Unfallverhütung im E-Mail-Postfach

Eine Flut von E-Mails und Spam behinderten die Mitarbeitenden der Schweizer Beratungsstelle für Unfallverhütung bei der Arbeit. Nun können sie wieder mithelfen, Unfälle zu verhindern, statt ihre IT zu managen.

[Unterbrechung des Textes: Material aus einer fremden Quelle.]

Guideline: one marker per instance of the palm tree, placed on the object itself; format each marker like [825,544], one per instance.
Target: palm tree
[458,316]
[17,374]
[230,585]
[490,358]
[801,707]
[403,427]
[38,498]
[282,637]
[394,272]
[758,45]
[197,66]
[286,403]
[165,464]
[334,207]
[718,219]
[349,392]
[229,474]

Die Situation war prekär: Das Postfach einiger Angestellten war schon nach einer Woche hoffnungslos überfüllt. «Einige Marketing-Mitarbeiter empfangen manchmal komplette Fernsehbeiträge per E-Mail», berichtet Peter Schönthal, Leiter Informatik bei der Beratungsstelle für Unfallverhütung (bfu). «Das macht keine normale Mailbox und kein Server lange mit.» Die Mitarbeiter der Beratungsstelle in Bern wussten sich nicht anders zu helfen, als die Posteingänge in PST-Dateien auf ihren lokalen Rechnern zu archivieren. «Ein Horrorszenario für die Administratoren, die natürlich die Aufgabe hatten, Sicherungskopien von den Mailboxen anzulegen», so Schönthal. Die separaten PSTs blieben vom Backup ausgeschlossen. Das mit 150 Megabyte Kapazität für viele der 130 Mitarbeiter zu kleine Postfach war aber vor rund einem Jahr nicht die einzige Schwierigkeit, mit der das IT-Team der bfu zu kämpfen hatte. Auch das Spam-Aufkommen war immens. Trotz aktueller Filtertechnologie und Sicherheitslösungen wie McAfees GroupShield landeten noch massenweise unerwünschte Werbebotschaften im Postfach der Anwender.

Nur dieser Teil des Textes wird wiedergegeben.